Otra dinámica del taller era cuando abríamos los diarios del día, escogíamos una nota, Arrigo seleccionaba una palabra y, lejos de cualquier solemnidad, nos explicaba su origen. “Guaruras: las comunidades tarahumaras tienen representación en una especie de senado entre los que se escoge un gobernador. Por su dignidad, a estos senadores se les llama grandes. Grande en tarahumara se dice wa’rú, y al gobernador, el mayor o más grande entre ellos, se le designa wa’rura. Cuando el presidente Díaz Ordaz hizo una visita a esas comunidades, el grupo de gobernadores se adelantó a presentarle sus respetos: ‘Sed bienvenidos, tú y los demás wa’ruras que te acompañan’, creyendo que los integrantes de su cuerpo de seguridad eran miembros de su gabinete”.

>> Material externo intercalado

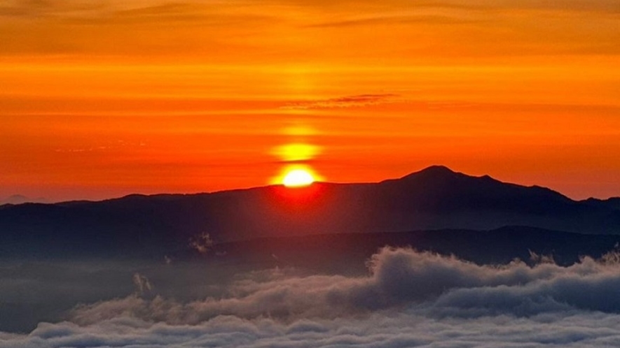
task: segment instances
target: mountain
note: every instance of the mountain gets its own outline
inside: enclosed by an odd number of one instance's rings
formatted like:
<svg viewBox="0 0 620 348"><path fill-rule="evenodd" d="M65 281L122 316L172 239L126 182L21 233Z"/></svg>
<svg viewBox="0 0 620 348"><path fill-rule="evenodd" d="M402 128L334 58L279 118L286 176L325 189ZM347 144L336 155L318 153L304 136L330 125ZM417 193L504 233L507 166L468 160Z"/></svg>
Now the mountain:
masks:
<svg viewBox="0 0 620 348"><path fill-rule="evenodd" d="M25 203L46 203L46 200L42 197L33 199L21 194L14 194L4 200L0 200L0 205L4 204L22 204Z"/></svg>
<svg viewBox="0 0 620 348"><path fill-rule="evenodd" d="M269 186L99 202L0 206L0 255L161 255L208 233L217 243L311 234L525 226L620 233L612 203L432 166L368 184Z"/></svg>

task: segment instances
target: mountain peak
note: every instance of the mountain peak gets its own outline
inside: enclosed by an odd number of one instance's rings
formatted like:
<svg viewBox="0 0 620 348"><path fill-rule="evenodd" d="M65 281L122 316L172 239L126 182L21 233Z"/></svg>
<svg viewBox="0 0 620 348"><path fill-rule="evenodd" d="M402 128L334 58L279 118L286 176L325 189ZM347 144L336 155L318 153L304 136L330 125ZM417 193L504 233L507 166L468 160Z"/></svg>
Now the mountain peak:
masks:
<svg viewBox="0 0 620 348"><path fill-rule="evenodd" d="M420 171L412 173L402 177L401 179L409 179L413 177L453 177L459 173L455 172L452 169L446 166L431 166L427 167Z"/></svg>

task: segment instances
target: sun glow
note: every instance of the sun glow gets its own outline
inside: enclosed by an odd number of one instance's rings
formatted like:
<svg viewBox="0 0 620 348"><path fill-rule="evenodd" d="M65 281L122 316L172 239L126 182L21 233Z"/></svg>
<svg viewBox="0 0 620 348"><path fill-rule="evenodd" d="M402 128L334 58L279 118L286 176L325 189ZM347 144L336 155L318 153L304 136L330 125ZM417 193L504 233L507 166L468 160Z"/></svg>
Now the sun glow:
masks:
<svg viewBox="0 0 620 348"><path fill-rule="evenodd" d="M294 169L288 172L282 179L282 184L287 187L308 186L314 182L315 177L304 169Z"/></svg>

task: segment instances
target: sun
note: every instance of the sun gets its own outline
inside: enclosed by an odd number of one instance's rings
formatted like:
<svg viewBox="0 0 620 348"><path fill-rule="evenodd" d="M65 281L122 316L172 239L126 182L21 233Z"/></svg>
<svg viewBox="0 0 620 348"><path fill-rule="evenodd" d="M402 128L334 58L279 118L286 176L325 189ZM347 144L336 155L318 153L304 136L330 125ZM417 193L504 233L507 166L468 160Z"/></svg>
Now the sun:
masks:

A veces también se abocaba a cuestiones que tenían que ver directamente con nuestro trabajo. Así, una sesión al mes la dedicaba a la minuciosa revisión de la revista y de la gaceta editadas por el Cilsen. En aquellas ocasiones no sólo nos indicaba con detalle cuáles habían sido nuestros gazapos, sino además nos sugería el uso de los términos más precisos y adecuados. “No utilicen membresía, vil y servil adopción y adaptación del inglés membership. La voz análoga correspondiente a miembro tendría que ser membría, palabra impecablemente pergeñada, pero que no es complicada ni está falseada y, ¡claro!, por eso no gusta a los que necesitan que el término suene al que están acostumbrados a oír…”

Aunque el viaje intelectual con Arrigo  fue breve, pues luego de un  año Padilla Segura (también ya fallecido, pero en 2012) se lo llevó como asesor a la entonces Asamblea de Representantes del DF, entre quien esto escribe dejó una marca indeleble. Su intensa pasión por el buen decir y el buen escribir (práctica hoy tan desdeñada)  sólo se compara a la que el maestro nacido en 1913 en Pavia, Italia, mostraba por la vida.